Libanon: "Klarer Bruch" der Waffenruhe durch Israel
1. April 2025Israels Streitkräfte haben nach eigenen Angaben einen Luftangriff auf einen führenden Vertreter der proiranischen Hisbollah im Libanon ausgeführt. Der Angriff in einem Vorort der Hauptstadt Beirut habe einem "Terroristen" der Miliz gegolten, teilten das israelische Militär und der Inlandsgeheimdienst Schin Bet mit. Nach libanesischer Darstellung wurden bei dem Angriff mindestens drei Menschen getötet, mehrere erlitten Verletzungen.
Den Namen der Zielperson nannte Israels Armee nicht. Sie teilte aber mit, der von ihr ins Visier genommene Hisbollah-Funktionär habe kürzlich Kämpfer der islamistischen Hamas "angeleitet und ihnen bei der Planung eines schwerwiegenden und unmittelbar bevorstehenden Terroranschlags gegen israelische Zivilisten geholfen". Das Militär habe "gehandelt, um ihn zu eliminieren und die Bedrohung zu beseitigen".
Es war der zweite israelische Angriff im Süden Beiruts binnen weniger Tage seit Inkrafttreten der Waffenruhe zwischen Israel und der Hisbollah vor vier Monaten. Bereits am Freitag hatte die Luftwaffe Ziele im Süden Beiruts attackiert, nachdem vom Libanon aus Raketen in Richtung Israel abgefeuert worden waren. Der israelische Regierungschef Benjamin Netanjahu hatte daraufhin erklärt: "Wir werden überall im Libanon angreifen, wenn der Staat Israel bedroht ist." Die Hisbollah bestritt, für den Raketenbeschuss verantwortlich zu sein.

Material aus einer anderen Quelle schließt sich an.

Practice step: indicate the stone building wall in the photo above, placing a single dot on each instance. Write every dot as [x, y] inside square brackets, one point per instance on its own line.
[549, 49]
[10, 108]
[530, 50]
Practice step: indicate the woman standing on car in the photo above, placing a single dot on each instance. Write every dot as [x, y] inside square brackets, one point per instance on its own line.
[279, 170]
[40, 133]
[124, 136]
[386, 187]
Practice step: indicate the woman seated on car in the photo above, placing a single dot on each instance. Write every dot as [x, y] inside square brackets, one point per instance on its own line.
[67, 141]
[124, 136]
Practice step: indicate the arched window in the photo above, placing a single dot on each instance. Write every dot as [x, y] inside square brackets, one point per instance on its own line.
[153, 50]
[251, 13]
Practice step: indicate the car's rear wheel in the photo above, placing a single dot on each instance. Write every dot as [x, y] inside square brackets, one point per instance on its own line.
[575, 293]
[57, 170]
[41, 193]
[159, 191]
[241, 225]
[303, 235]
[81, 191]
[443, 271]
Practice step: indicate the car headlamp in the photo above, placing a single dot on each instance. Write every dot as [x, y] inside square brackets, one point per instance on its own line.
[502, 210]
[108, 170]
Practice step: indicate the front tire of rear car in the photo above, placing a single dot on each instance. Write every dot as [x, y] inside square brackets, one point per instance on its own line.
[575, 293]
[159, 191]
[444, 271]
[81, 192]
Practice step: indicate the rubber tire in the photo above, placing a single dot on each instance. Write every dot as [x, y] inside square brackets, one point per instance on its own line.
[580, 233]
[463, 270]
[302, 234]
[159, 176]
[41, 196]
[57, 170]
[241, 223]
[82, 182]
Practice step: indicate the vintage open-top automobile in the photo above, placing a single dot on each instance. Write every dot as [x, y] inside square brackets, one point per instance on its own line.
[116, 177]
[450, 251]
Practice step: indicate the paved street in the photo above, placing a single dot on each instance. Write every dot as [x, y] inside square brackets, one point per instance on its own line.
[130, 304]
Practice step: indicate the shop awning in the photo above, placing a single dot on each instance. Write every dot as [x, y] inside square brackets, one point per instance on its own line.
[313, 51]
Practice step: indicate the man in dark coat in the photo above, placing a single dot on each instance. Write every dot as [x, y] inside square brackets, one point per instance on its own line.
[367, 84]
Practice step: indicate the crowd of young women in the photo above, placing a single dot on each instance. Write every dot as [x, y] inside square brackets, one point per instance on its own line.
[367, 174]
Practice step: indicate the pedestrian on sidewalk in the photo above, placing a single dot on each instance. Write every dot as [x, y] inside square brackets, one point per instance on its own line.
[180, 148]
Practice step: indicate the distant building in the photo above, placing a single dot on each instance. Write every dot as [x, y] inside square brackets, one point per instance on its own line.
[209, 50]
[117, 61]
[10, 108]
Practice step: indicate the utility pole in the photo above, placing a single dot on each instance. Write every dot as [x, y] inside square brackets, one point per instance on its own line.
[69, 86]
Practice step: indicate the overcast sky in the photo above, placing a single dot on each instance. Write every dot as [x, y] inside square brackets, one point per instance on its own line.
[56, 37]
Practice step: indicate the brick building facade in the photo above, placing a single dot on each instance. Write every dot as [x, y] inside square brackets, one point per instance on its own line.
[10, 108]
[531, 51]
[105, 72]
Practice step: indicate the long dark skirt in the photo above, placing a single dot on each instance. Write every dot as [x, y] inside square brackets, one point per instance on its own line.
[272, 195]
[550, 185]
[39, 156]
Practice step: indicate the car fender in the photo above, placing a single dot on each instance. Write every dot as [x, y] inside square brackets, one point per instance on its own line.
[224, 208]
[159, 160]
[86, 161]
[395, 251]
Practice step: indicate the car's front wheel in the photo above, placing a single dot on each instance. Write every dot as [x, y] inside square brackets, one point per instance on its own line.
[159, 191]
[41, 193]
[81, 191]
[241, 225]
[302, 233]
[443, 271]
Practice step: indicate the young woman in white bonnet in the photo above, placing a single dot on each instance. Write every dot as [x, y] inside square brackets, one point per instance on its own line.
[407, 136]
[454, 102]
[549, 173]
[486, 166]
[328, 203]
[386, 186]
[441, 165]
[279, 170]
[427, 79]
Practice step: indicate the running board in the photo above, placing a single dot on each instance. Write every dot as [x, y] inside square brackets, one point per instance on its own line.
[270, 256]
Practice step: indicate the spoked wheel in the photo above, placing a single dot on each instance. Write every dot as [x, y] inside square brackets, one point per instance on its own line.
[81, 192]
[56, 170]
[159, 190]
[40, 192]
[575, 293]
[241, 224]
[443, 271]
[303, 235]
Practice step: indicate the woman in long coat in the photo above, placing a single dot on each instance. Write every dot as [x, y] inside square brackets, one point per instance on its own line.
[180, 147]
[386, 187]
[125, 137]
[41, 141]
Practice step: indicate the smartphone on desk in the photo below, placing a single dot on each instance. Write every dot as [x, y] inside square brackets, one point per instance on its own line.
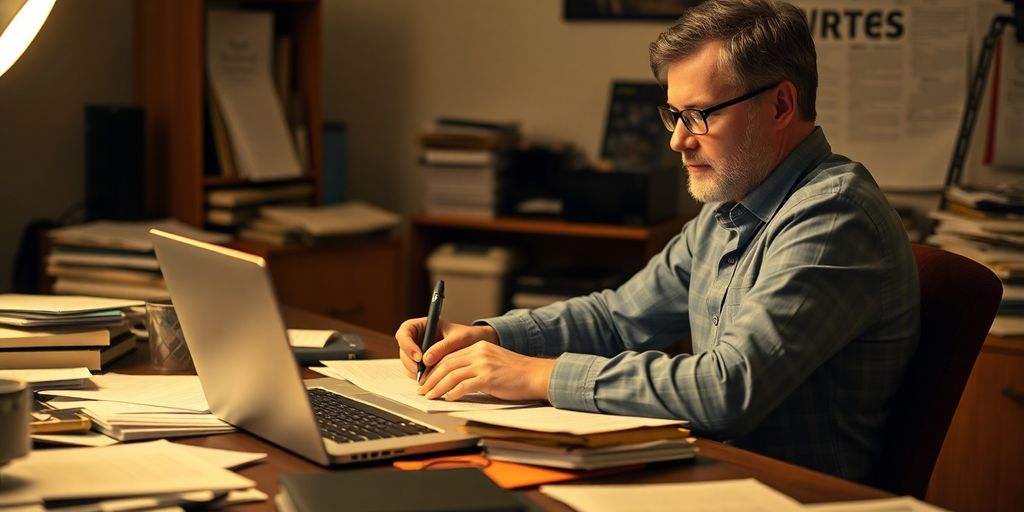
[48, 420]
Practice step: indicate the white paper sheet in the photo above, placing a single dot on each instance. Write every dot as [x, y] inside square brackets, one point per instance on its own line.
[227, 459]
[134, 469]
[387, 378]
[724, 496]
[60, 304]
[177, 391]
[549, 419]
[892, 83]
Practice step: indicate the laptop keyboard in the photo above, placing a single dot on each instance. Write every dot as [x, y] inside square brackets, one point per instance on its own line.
[344, 420]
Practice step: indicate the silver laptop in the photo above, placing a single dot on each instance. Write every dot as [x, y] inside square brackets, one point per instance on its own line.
[232, 326]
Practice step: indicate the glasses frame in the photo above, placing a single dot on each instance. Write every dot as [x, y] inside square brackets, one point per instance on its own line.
[670, 115]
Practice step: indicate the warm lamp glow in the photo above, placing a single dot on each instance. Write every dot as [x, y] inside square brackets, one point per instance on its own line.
[22, 31]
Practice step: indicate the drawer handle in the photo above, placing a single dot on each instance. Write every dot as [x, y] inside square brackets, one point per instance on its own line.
[1014, 394]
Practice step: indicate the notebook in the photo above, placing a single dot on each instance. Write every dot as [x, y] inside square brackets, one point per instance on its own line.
[233, 329]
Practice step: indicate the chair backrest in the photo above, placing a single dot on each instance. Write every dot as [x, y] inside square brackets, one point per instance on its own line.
[958, 299]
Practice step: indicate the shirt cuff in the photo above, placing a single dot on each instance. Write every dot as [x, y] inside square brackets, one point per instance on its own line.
[573, 381]
[516, 332]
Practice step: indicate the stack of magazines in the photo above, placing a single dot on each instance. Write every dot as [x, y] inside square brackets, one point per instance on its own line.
[107, 258]
[569, 439]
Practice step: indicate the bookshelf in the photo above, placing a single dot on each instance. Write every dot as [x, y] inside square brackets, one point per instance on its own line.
[546, 244]
[354, 281]
[170, 85]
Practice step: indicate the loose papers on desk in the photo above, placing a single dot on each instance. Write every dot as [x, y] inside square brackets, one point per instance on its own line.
[549, 419]
[387, 378]
[138, 469]
[128, 422]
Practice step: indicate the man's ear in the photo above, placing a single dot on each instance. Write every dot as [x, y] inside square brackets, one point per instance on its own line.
[784, 110]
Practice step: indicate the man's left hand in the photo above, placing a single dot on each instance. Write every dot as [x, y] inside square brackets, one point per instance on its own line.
[489, 369]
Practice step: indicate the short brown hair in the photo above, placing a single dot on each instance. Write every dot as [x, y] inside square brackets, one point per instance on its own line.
[764, 41]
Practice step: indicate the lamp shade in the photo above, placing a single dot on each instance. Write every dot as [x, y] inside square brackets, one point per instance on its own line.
[22, 30]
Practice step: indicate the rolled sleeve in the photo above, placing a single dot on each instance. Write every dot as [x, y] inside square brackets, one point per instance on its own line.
[572, 382]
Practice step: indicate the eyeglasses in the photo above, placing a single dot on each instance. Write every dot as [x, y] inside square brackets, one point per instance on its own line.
[695, 120]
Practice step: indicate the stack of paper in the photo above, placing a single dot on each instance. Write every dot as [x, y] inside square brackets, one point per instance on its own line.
[554, 437]
[47, 331]
[113, 258]
[143, 407]
[50, 378]
[987, 225]
[136, 476]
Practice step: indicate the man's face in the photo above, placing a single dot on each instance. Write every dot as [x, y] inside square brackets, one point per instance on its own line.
[735, 155]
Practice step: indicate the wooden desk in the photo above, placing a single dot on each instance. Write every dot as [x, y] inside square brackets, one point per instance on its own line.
[715, 462]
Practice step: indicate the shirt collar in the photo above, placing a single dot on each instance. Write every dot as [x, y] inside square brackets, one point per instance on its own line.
[764, 200]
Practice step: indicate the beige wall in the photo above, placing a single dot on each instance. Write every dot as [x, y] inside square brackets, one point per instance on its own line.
[82, 55]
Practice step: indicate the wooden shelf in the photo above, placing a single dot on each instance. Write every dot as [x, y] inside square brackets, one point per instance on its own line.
[548, 226]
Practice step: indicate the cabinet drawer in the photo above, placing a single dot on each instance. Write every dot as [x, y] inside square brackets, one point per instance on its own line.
[981, 466]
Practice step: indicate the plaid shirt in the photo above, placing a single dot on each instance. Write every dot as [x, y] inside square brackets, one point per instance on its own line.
[802, 301]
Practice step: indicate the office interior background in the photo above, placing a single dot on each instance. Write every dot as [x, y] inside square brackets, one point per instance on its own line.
[388, 70]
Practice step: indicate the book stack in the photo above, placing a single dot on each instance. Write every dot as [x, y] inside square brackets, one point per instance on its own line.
[569, 439]
[52, 332]
[231, 208]
[113, 258]
[317, 225]
[986, 224]
[465, 161]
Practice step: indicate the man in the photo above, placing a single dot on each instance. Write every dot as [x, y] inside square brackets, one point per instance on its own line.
[796, 281]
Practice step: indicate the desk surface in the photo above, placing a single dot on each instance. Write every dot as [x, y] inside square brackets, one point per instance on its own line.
[715, 462]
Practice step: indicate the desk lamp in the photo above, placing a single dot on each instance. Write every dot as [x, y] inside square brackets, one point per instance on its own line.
[22, 20]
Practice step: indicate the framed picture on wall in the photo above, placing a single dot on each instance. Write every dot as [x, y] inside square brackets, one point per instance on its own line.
[625, 9]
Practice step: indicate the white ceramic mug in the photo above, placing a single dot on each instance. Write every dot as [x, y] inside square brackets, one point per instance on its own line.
[15, 404]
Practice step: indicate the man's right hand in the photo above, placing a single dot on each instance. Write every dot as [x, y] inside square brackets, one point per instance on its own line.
[450, 337]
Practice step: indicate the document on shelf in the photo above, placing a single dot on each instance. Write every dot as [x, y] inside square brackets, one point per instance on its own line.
[133, 469]
[723, 496]
[548, 419]
[175, 391]
[310, 338]
[387, 378]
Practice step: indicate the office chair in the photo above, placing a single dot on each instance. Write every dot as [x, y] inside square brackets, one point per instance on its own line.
[958, 299]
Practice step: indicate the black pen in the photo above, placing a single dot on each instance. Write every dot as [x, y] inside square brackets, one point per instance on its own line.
[433, 314]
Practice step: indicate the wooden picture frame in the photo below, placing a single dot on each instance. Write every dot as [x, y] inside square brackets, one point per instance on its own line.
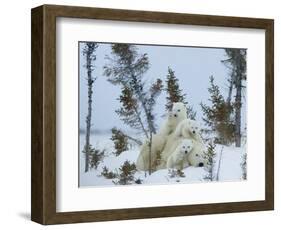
[43, 188]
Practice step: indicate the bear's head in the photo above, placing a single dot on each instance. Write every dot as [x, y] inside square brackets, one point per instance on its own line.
[186, 146]
[190, 128]
[178, 110]
[196, 159]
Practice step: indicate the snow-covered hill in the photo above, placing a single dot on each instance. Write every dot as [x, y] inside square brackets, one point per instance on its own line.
[227, 166]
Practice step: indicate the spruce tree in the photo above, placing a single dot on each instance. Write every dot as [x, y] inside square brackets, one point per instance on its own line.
[217, 115]
[244, 166]
[120, 141]
[236, 63]
[126, 68]
[125, 174]
[210, 159]
[89, 52]
[175, 94]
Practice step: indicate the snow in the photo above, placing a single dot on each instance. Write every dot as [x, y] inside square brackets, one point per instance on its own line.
[227, 165]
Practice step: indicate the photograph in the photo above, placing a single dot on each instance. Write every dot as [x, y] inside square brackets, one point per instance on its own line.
[154, 114]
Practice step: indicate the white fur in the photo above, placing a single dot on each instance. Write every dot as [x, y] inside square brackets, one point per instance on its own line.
[184, 130]
[176, 159]
[189, 129]
[175, 116]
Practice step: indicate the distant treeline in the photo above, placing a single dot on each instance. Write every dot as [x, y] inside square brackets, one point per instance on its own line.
[95, 131]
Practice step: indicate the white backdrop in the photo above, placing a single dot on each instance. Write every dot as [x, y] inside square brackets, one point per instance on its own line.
[15, 112]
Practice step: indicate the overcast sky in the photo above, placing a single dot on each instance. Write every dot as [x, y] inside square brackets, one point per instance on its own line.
[192, 65]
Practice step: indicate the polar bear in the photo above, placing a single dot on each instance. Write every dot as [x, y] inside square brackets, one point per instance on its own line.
[188, 128]
[176, 159]
[158, 142]
[175, 116]
[196, 157]
[157, 145]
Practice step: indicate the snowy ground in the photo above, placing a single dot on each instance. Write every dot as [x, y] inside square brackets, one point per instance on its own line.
[227, 165]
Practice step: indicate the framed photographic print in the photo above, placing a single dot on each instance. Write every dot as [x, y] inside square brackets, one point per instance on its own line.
[141, 114]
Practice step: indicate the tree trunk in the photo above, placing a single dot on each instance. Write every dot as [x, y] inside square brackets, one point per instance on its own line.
[150, 158]
[238, 104]
[89, 115]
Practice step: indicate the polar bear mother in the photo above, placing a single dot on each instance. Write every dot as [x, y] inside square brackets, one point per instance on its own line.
[186, 129]
[175, 116]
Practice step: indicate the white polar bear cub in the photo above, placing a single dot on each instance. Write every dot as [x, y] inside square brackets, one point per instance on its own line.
[176, 159]
[188, 129]
[175, 116]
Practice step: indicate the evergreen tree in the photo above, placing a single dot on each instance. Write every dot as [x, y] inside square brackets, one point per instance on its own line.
[217, 116]
[244, 166]
[89, 52]
[126, 174]
[126, 68]
[175, 94]
[210, 159]
[108, 174]
[236, 63]
[95, 156]
[120, 141]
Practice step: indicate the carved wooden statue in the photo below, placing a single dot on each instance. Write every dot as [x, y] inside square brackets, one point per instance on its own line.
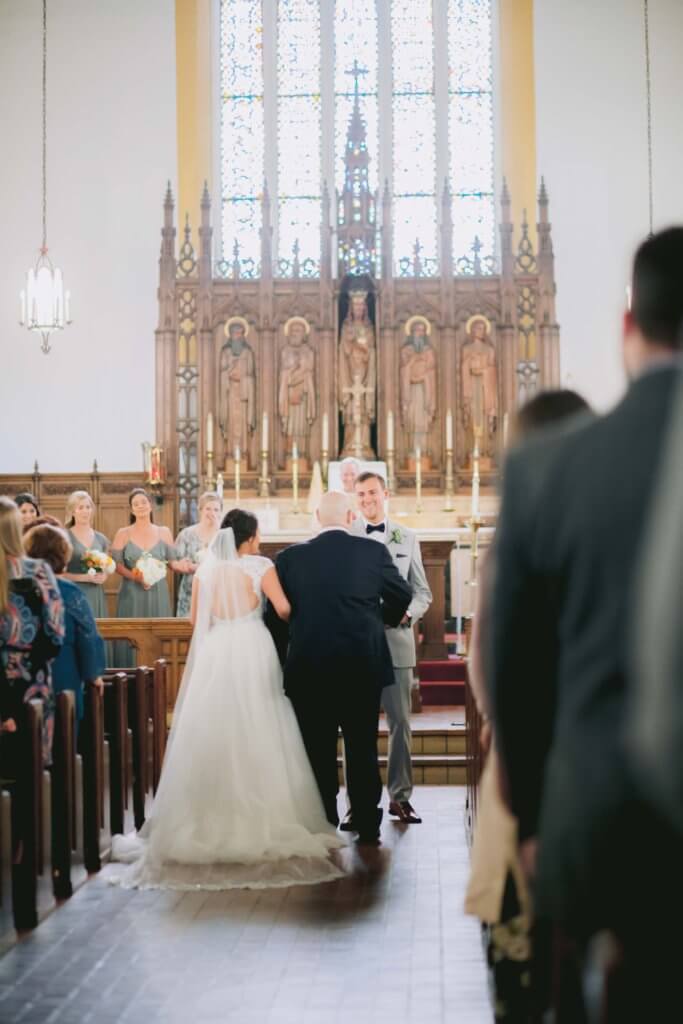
[418, 383]
[238, 387]
[357, 376]
[479, 386]
[296, 388]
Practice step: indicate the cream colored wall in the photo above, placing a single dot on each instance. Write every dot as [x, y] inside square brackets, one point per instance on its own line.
[112, 146]
[591, 145]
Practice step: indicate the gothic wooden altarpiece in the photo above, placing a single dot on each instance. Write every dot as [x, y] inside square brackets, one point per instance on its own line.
[305, 354]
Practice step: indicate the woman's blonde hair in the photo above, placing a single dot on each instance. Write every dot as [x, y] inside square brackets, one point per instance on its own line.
[10, 546]
[75, 499]
[208, 496]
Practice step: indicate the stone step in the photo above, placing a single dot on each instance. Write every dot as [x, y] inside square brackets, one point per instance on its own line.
[427, 741]
[428, 769]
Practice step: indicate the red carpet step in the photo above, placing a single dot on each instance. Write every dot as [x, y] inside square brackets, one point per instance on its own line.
[442, 682]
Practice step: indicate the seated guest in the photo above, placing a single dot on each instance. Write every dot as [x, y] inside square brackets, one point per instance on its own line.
[29, 510]
[80, 510]
[81, 659]
[193, 542]
[572, 518]
[497, 891]
[32, 630]
[142, 551]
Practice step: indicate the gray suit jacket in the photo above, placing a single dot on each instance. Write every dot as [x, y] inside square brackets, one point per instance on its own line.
[403, 547]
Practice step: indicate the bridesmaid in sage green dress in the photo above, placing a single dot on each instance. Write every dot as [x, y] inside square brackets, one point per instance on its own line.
[137, 599]
[80, 510]
[191, 544]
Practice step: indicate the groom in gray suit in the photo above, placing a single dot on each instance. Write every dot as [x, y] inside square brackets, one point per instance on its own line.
[403, 547]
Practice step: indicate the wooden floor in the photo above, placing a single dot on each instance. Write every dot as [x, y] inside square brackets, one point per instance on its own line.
[389, 943]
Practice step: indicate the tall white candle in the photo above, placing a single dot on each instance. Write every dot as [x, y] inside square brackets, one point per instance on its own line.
[209, 432]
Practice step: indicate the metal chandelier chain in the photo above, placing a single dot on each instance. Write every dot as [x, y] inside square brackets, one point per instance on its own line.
[648, 83]
[44, 124]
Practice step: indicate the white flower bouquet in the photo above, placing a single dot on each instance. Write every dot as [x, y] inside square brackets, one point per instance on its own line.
[150, 569]
[98, 561]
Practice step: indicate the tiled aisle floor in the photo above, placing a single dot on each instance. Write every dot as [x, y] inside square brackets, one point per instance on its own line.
[390, 943]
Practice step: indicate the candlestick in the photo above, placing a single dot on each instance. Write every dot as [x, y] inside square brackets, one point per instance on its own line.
[209, 433]
[295, 478]
[475, 479]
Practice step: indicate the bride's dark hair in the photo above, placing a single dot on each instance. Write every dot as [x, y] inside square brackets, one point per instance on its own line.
[243, 524]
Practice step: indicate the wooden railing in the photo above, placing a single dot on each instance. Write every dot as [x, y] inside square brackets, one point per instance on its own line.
[154, 639]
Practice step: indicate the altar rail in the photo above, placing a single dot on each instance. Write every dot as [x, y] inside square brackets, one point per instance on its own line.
[154, 639]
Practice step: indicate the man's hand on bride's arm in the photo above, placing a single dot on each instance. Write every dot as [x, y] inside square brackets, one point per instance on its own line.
[273, 591]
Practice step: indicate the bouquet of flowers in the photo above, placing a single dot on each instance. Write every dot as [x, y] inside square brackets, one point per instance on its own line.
[150, 569]
[98, 561]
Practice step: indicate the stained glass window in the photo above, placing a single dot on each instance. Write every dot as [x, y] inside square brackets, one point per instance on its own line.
[242, 131]
[414, 134]
[299, 169]
[300, 55]
[471, 131]
[355, 41]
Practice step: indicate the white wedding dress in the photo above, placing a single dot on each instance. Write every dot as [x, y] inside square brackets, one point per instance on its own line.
[237, 804]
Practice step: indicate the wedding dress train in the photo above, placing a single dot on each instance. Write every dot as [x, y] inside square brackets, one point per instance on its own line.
[237, 805]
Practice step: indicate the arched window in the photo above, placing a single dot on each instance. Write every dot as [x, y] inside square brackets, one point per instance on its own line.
[424, 73]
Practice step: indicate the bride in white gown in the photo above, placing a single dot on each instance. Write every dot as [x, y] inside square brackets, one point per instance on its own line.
[237, 804]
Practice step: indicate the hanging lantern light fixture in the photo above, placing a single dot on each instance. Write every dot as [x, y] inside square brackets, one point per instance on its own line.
[44, 302]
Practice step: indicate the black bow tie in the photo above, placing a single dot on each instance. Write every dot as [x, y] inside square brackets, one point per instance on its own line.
[380, 527]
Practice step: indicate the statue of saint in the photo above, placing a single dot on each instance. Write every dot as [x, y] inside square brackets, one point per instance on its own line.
[237, 415]
[478, 375]
[417, 370]
[357, 376]
[296, 390]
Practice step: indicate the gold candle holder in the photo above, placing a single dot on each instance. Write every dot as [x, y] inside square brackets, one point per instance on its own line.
[391, 471]
[264, 479]
[210, 479]
[238, 467]
[450, 482]
[295, 480]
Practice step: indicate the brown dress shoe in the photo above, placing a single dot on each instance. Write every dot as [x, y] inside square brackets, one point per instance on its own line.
[401, 809]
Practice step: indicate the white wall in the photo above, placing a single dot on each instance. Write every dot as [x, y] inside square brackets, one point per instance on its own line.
[112, 146]
[591, 146]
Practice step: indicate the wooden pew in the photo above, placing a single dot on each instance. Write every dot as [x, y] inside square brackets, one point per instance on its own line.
[96, 804]
[63, 794]
[6, 914]
[120, 739]
[31, 792]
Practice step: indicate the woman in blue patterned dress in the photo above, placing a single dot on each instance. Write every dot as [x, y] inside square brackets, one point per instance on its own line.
[193, 543]
[32, 631]
[81, 659]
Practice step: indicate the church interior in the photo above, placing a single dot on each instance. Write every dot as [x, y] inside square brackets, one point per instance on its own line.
[275, 248]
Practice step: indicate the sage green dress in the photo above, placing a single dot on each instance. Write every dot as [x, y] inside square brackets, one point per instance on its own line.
[135, 601]
[188, 544]
[94, 593]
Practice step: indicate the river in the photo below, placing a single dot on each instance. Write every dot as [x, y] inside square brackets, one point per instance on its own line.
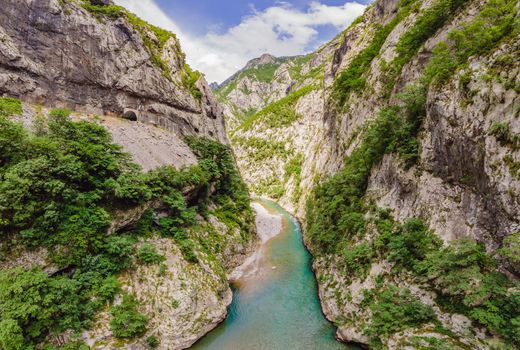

"Recht auf volle Souveränität"
Libanons Präsident Joseph Aoun verurteilte den jüngsten israelischen Angriff und rief Verbündete seines Landes auf, "unser Recht auf volle Souveränität" zu unterstützen. Regierungschef Nawaf Salam bezeichnete die Attacke als "klaren Bruch" der Waffenruhe. Israel habe gegen die "Vereinbarungen zur Einstellung der Feindseligkeiten" verstoßen und die Resolution 1701 der Vereinten Nationen "eklatant" verletzt. Der Beschluss des UN-Sicherheitsrates, der 2006 den Krieg zwischen Israel und der Hisbollah beendete, diente als Grundlage für die Ende November ausgehandelte Waffenruhe.
Nach Beginn des Kriegs im Gazastreifen, also dem Palästinensergebiet am Mittelmeer, im Oktober 2023 hatte die Hisbollah mehr als ein Jahr lang verstärkt aus dem Südlibanon Raketen nach Israel gefeuert. Sie wollte damit nach eigenen Angaben die in Gaza herrschende Hamas unterstützen. Hamas und Hisbollah werden von Israel und etlichen anderen Staaten als Terrororganisationen betrachtet.
In der Folge der Raketenangriffe aus dem nördlichen Nachbarland flohen damals rund 60.000 Menschen aus dem Norden Israels. Nur ein kleiner Teil von ihnen ist seit dem Inkrafttreten der Waffenruhe zurückgekehrt. Auf der libanesischen Seite wurden rund eine Million Menschen durch die Kämpfe aus dem Süden des Landes vertrieben.
UNRWA: Panik nach Fluchtaufruf in Rafah
Derweil weitet Israel seine Angriffe im Süden des Gazastreifens aus. Die Bewohner der Stadt Rafah sowie benachbarter Orte sollten sich umgehend nach Al-Mawasi begeben, heißt es in einem in arabischer Sprache veröffentlichten Aufruf der israelischen Armee. Die "intensiven Einsätze" in den betroffenen Gegenden würden wieder aufgenommen, um gegen Terrororganisationen vorzugehen. Al-Mawasi war während des Israel-Hamas-Krieges als humanitäre Zone ausgewiesen worden.
Der Aufruf löste nach Angaben des Palästinenser-Hilfswerks der Vereinten Nation (UNRWA) Panik aus. "Die Menschen werden wie Flipperkugeln behandelt mit ständigen militärischen Befehlen", beklagte UNRWA-Chef Philippe Lazzarini. Es werde mit dem Schicksal und Leben der Menschen gespielt, teilte er mit. Das Küstengebiet sei "wie ein Käfig abgeriegelt" und werde "von allen Seiten bombardiert".